L'USD/CAD a grimpé à 1,3969 lundi, son plus haut niveau depuis décembre 2025, alors que le Brent est passé sous les 90 dollars le baril pour la première fois en trois mois, sur fond d'inquiétudes concernant la demande chinoise et d'une évolution des anticipations d'offre liée au blocus du détroit d'Ormuz.
« Le marché pétrolier sous-évalue peut-être les risques à court et moyen terme, des semaines d'arrêt forcé des puits menaçant d'infliger des dommages irréversibles à la capacité de production », a indiqué CITIC Securities dans une note, avertissant que le pouvoir de fixation des prix est passé au Moyen-Orient et que le faible niveau de forage aux États-Unis empêche le pays d'intervenir pour compenser.
Le déclin du huard s'est accéléré alors que la devise liée aux matières premières du Canada suivait la baisse du brut. Le Brent a chuté de plus de 4 % pour s'échanger sous les 90 dollars, prolongeant une glissade par rapport à la clôture de 94,25 $ de la semaine dernière. Les importations maritimes de pétrole brut de la Chine sont tombées à 6,36 millions de barils par jour en mai, leur plus faible niveau en près d'une décennie, selon Reuters. Goldman Sachs estime que la demande mondiale de pétrole brut a chuté de 4 % à 5 %, avec 4 à 5 millions de barils par jour perdus en avril seulement à cause des perturbations liées à Ormuz.

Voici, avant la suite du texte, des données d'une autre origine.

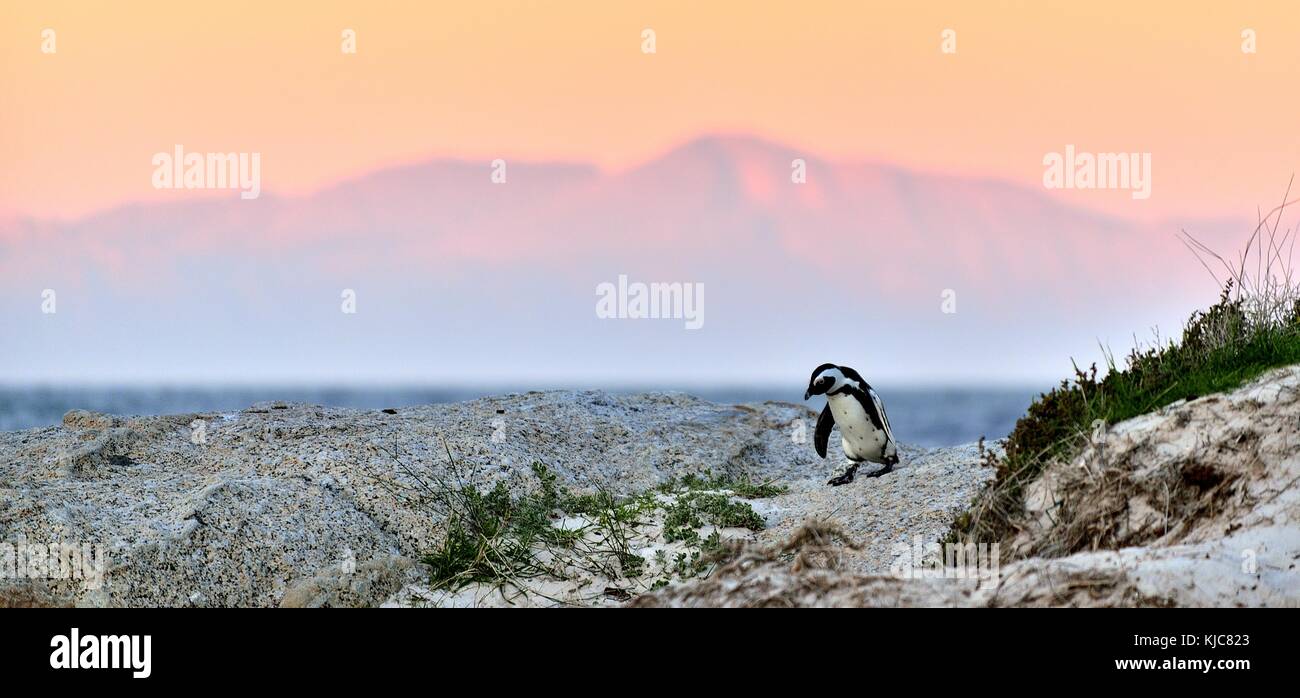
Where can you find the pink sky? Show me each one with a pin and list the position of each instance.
(568, 81)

La cassure sous les 90 dollars menace de comprimer les producteurs d'énergie canadiens déjà confrontés à des pressions sur leurs marges en raison d'un dollar plus fort. Pour la Réserve fédérale, une baisse soutenue du brut éliminerait un frein majeur à l'inflation et pourrait accélérer le calendrier des baisses de taux — un scénario qui élargirait probablement davantage l'écart USD/CAD, la paire testant le niveau de 1,40.
La divergence entre l'étroitesse physique et la chute des prix spot a créé ce que les analystes décrivent comme un risque à double sens. Les stocks de pétrole brut américains, y compris la réserve stratégique de pétrole, sont tombés à environ 1,5 milliard de barils, leur plus bas niveau depuis 2004, tandis que les stocks à Cushing, Oklahoma, sont tombés à 22,4 millions de barils — près du minimum de 20 millions nécessaire à un fonctionnement efficace, a rapporté Reuters. L'Agence internationale de l'énergie a averti que les stocks pourraient atteindre des niveaux critiques avant l'arrivée de la demande estivale de pointe, et que la réouverture du détroit d'Ormuz prendrait six à huit mois même si une résolution était trouvée.
« Le point de bascule pourrait survenir quand quelqu'un aura réellement besoin de ces molécules physiques et que les molécules physiques ne seront tout simplement pas là à acheter », a déclaré Tom Baker, directeur général pour Bahreïn chez la maison de négoce de matières premières Vitol, lors de la conférence S&P Global Energy Middle East Petroleum and Gas le 2 juin.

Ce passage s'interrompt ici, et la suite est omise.